[Edu-sig] subprocess.py and the PyXR tool and site

Arthur ajsiegel at optonline.net
Sun Jan 9 19:28:15 CET 2005


Guess I'm just lucky.

John Zelle focusing us (me) on some of the complexities of PyShell of
Idle

then my own issues runnning concurrent threads

then getting interested in PyGTK and accessing and trying to follow 2
different scripts that use subprocesses and/or threads to allow one to
experiment with creating PyGTK widgets from the command line

and then deciding to dive in and go further with my PyGeo/Povray
interface so that instead of simply exporting constructions to Povray
scene defintion language, and then forcing users to leave PyGeo to
render in povray and then use some kind of viewer to see what it is they
have gotten, I would run povray as a subprocess to render and then
return a rendered image using either Tk native image display facilities
or some combo of Tk and PIL

(like most of what I do with PyGeo I consider myself the primary user,
and this is for me - I want to test the povray export of all my demos
before I release and this was becoming a pain)

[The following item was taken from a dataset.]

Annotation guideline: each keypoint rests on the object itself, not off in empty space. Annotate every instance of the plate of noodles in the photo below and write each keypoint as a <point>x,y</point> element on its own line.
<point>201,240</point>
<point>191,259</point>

and what if there are errors along the way from one of these attempts -
how do I capture and communicate that?

and with the backdrop of having some nagging doubt whether one can truly
become a full fledged Python programmer without *first* being a C
programmer

and faced with distinguishing whether I need, in any case.

popen2
popen3
popen4
execl
execlp
execlpe
execvp
execvpe
fork
spawnv
spawnve
spawnvp
spawnvpe
spawnl
spawnle

all of which are documented with some implicit assumption that one is a
C programmer.

comes the subprocess module, packaged with Python2.4 without much
fanfare 

which seems to go a long way to abstracting all this away in a platform
independent manner 

and seems to transform the process of subprocesses into something
Pythonic, rather than a C-ic relic.

And is some evidence against the accusation that the Python team has
been too focused on core language and not enough on library support.
Something that needed to get done, quietly got done, in any case,
thanks.

See -

http://pyxr.sourceforge.net/PyXR/c/python24/lib/subprocess.py.html

which is a node of the source of the entire Python lib created with
PyXR.  Something else that quietly got done, capable of transforming
one's entire PYTHONPATH into nicely crosslinked HTML, and which has me
for the first time actually reading library code as well as docs as a
way of understanding module functionality.  thanks again.